1987 Madonna: Who's That Girl

By mid 1987, Madonna was putting herself about a bit; albums, films, film soundtracks - she was certainly spreading herself very thinly. Fine when there's plenty to go round, but there wasn't. At least not on this single.

Taken from the eponymous movie, 'Who's That Girl' basically presents a re-run of the Latin tinged pop of 'La Isla Bonita' but with all the Spanish musical bells and whistles taken out. Shorn of this baggage, the tune is lighter and given more room to breathe, but there's very little in the way of song wrapped around it and there's only a much repeated chorus refrain of 'Who's That Girl' to put any semblance of meat on the bare bones,


Madonna chooses to sing this in a high and ghostly higher key while the verses themselves are delivered in a sultry low key, both of which are outside of her vocal comfort zone. The effect is to give the track an unfinished feel, as if it's a final demo waiting for the vocalist proper to add her parts.

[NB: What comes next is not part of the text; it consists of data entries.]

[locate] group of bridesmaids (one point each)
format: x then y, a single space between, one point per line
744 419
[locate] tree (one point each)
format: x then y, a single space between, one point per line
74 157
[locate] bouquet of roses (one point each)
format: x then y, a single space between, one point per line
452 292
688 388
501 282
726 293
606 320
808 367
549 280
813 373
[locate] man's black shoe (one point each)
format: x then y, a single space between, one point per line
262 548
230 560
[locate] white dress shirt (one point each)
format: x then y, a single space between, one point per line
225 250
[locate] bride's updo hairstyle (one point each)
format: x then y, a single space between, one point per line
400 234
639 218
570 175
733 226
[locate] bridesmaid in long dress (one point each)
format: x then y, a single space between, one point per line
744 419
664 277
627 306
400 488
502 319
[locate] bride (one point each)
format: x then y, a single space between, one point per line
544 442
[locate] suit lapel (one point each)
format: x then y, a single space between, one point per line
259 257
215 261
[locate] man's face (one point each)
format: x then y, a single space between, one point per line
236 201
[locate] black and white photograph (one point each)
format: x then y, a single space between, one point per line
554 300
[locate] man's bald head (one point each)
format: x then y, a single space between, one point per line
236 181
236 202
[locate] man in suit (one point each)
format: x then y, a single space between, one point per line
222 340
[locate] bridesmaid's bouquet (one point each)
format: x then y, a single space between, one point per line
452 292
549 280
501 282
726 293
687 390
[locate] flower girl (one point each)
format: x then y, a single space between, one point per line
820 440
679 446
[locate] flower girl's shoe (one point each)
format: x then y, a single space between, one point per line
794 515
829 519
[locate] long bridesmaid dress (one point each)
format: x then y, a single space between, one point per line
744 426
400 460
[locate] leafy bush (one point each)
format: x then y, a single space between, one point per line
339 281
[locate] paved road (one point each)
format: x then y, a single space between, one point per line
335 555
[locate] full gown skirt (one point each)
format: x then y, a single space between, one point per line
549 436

Adding the Spanish phrases 'Quien es esa niña, Señorita mas fina' into the chorus smacks of desperation, an attempt to win over the audience that bought into 'La Isla Bonita' and also to inject a little highbrow sticking plaster onto a lowbrow sucking chest wound, but it's effective as wrapping greasy chips in a copy of The Times and trying to pass them off as caviar.


'Who's That Girl' is presented without a question mark, maybe because the question here isn't so much 'Who's That Girl?' but 'Where's The Song?' We all know who the girl is, it's Madonna, and had it been anyone else at the helm then this thinly sliced piece of inconsequential confection would have struggled to make the top fifty, let alone number one.